6 thoughts on “STM32 GPIO Example HAL Write_Pin & Toggle Pin (Digital Output)”

  1. I tried to blink the onboard LEDs of my STMF4Discoveryboard with the STM32F407V MCU. They light up, but they don’t blink.

    I set the pins in CubeMX as GPIO_OUTPUT pins and used the same code as you.

    while (1)



    Do you have an idea why they don’t blink?

    • Oh, I noticed that I had 10ms in HAL_Delay function…

      How ever I changed it to 1000ms but it still doesn’t blink.

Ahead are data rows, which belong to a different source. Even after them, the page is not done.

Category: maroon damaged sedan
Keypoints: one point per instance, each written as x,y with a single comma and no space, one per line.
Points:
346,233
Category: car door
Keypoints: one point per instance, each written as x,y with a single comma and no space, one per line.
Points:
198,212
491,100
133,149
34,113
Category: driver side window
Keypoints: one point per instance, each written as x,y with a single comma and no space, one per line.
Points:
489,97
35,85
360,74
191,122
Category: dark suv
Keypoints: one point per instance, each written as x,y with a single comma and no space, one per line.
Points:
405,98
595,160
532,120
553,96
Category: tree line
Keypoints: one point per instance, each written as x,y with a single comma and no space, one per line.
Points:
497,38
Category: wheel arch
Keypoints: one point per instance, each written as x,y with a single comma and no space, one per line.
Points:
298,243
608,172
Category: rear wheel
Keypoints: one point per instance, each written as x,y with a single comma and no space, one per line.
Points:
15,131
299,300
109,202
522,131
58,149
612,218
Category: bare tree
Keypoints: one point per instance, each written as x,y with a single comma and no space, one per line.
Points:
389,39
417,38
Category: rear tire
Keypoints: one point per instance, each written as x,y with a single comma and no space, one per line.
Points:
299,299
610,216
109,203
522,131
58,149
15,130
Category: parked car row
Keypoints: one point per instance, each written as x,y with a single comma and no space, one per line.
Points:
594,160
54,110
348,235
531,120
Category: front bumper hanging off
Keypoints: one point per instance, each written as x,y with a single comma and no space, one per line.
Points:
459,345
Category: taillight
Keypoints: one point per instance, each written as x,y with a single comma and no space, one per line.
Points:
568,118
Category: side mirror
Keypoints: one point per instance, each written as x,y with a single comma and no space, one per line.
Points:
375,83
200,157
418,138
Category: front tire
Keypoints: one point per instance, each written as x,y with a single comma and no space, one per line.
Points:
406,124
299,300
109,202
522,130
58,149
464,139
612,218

      • Are you sure about initializing the HAL driver?
        the HAL_Init() function does some initializations work of which is the SysTick timer that is being used by the HAL_Delay function
        The SysTick is by default gets configured for a period of 1ms and that’s how the HAL_Delay work.
        So make sure that it’s called before the while(1) loop and also the GPIO pin initialization in output mode has to be done before writing to the pins.

  2. I followed this tutorial using CubeMX, Cube IDE and the STM32F407G-DISC1 board. I could not get the off board LED to blink at all. Since it’s hard to see the circuit in your videos or pictures, I assume that I got the circuit wrong, so I switched to trying to blink the onboard LED’s by editing the .ioc file and setting ‘PD12’ as a GPIO_Output in the pinout configuration and regenerating the code.

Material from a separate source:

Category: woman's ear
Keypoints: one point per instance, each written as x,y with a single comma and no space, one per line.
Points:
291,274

    I tried both your code
    // LED OFF

    and this
    HAL_GPIO_TogglePin(GPIOD, GPIO_PIN_12);

    Everything compiles and uploads without errors but nothing happens.

    COM1 blinks red/green

    If you could help that would be great as I cannot find anyone else with the same issue after hours of googling.
    Thanks in advance

    • Hi Jules,
      It sounds like an issue with the core of the system. Becuase the onboard led should work ok if there is no error in code.
      My guess is maybe the clock configuration is not properly done in cubemx. I also think that forgetting to init_hal will cause an issue like this becuase it initializes the systick timer that makes all delay functions work properly.
      Make sure that the gpio pins are initialized. Their clock should be enabled and stuff like that. If you’re using cumbeMX generated code, then it should be handled by default.
      Hmmm… i’m trying to guess what could go wrong with an onboard led!
      It’s definitely something in the configurations either of the cpu clock or the gpio pin.

  3. For anyone else losing their mind over why this simple code doesn’t work with their nucleo boards: some don’t come with an external crystal resonator soldered to the board. Took me a whole day to figure that one out.